Just read through the examples on that page. 🤮

So I want to move away from GitHub.

Git itself is federated. You can pull from anywhere and push wherever they allow you to. Some of the things you cannot do, however:

  • send patches via the website
  • track issues
  • browse code and documentation online

What other functionality do you use? I think that’s all I do.

Maybe I’ll just create a software wiki for myself which implements these features and leave it at that. This requires a few things:

  1. hosting my own git repositories ✔️
  2. a platform to manage tickets ✔️
  3. notifications by mail ✔️

I have a proof of concept up and running. It’s based on Oddmuse and a bunch of additions in the config file.

I suspect it’s either going to be that, or something like Fossil. The main drawback is that nobody else uses it, however. All those Mercurial users know what I’m talking about. I know that I don’t like to contribute to projects using “unpopular” version control software.

Fossil has tickets and it serves a website for its repositories. I dislike the database stuff but SQLite has a good reputation and at the end of the day all the .git directories are gobbledygook to me anyway.

I don’t really need code browsing via the web. That’s why I don’t need cgit, I think.

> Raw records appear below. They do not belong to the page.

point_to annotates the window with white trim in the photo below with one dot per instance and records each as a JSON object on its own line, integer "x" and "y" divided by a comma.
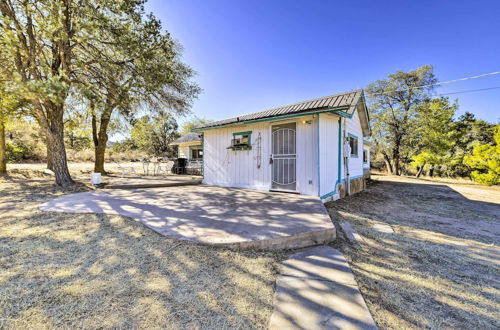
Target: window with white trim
{"x": 353, "y": 143}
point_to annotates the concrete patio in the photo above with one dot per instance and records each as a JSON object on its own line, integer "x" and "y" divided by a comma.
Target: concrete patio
{"x": 236, "y": 218}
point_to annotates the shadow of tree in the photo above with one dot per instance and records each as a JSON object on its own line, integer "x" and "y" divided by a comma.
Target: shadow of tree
{"x": 106, "y": 271}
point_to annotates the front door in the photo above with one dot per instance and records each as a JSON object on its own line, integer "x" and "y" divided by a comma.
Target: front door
{"x": 284, "y": 157}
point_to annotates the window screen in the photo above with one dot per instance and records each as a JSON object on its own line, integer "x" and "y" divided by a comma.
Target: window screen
{"x": 353, "y": 143}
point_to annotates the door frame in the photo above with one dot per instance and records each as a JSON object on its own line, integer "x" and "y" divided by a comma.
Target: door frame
{"x": 270, "y": 131}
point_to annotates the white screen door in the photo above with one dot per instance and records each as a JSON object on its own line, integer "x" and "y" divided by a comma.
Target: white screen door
{"x": 284, "y": 157}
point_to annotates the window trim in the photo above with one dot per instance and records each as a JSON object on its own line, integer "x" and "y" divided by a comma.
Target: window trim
{"x": 248, "y": 145}
{"x": 357, "y": 145}
{"x": 198, "y": 147}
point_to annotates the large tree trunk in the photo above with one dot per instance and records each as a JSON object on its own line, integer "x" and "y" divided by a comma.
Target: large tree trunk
{"x": 53, "y": 126}
{"x": 100, "y": 138}
{"x": 420, "y": 170}
{"x": 3, "y": 155}
{"x": 388, "y": 164}
{"x": 395, "y": 159}
{"x": 57, "y": 155}
{"x": 50, "y": 161}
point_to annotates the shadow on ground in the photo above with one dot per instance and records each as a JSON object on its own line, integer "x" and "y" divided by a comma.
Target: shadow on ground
{"x": 107, "y": 271}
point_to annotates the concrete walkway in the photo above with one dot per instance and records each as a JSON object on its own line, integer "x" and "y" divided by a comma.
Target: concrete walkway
{"x": 236, "y": 218}
{"x": 317, "y": 290}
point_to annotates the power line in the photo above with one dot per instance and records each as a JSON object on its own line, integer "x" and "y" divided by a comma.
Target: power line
{"x": 469, "y": 91}
{"x": 438, "y": 83}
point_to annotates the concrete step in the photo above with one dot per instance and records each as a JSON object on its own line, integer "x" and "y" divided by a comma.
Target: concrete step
{"x": 317, "y": 290}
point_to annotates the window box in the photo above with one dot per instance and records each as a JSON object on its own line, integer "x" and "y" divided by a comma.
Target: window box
{"x": 241, "y": 141}
{"x": 353, "y": 143}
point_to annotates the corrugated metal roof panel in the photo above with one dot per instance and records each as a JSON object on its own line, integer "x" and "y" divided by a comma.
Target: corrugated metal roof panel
{"x": 348, "y": 99}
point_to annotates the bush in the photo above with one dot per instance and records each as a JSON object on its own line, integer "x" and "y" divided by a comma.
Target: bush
{"x": 485, "y": 160}
{"x": 17, "y": 151}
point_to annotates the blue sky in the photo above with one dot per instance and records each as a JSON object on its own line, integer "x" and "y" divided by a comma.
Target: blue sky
{"x": 254, "y": 55}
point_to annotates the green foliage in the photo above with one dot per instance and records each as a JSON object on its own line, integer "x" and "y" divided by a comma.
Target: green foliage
{"x": 424, "y": 158}
{"x": 124, "y": 146}
{"x": 19, "y": 151}
{"x": 154, "y": 135}
{"x": 485, "y": 161}
{"x": 394, "y": 105}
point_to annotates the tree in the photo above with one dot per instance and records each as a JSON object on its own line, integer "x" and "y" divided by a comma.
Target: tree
{"x": 10, "y": 105}
{"x": 433, "y": 132}
{"x": 138, "y": 67}
{"x": 393, "y": 103}
{"x": 41, "y": 37}
{"x": 469, "y": 132}
{"x": 154, "y": 135}
{"x": 485, "y": 161}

I hardly ever do it. Sometimes I link to particular lines of code when I comment on an issue, perhaps. I guess I do kind of miss the cheap README.md = project homepage and project documentation.

A feature I sometimes used was online text editing: I sometimes fixed typos in documents which resulted in automatic pull requests on GitHub and that was useful and cool.

The other alternatives like GitLab and Gitea have a reputation for needing a lot of resources, so that’s bad.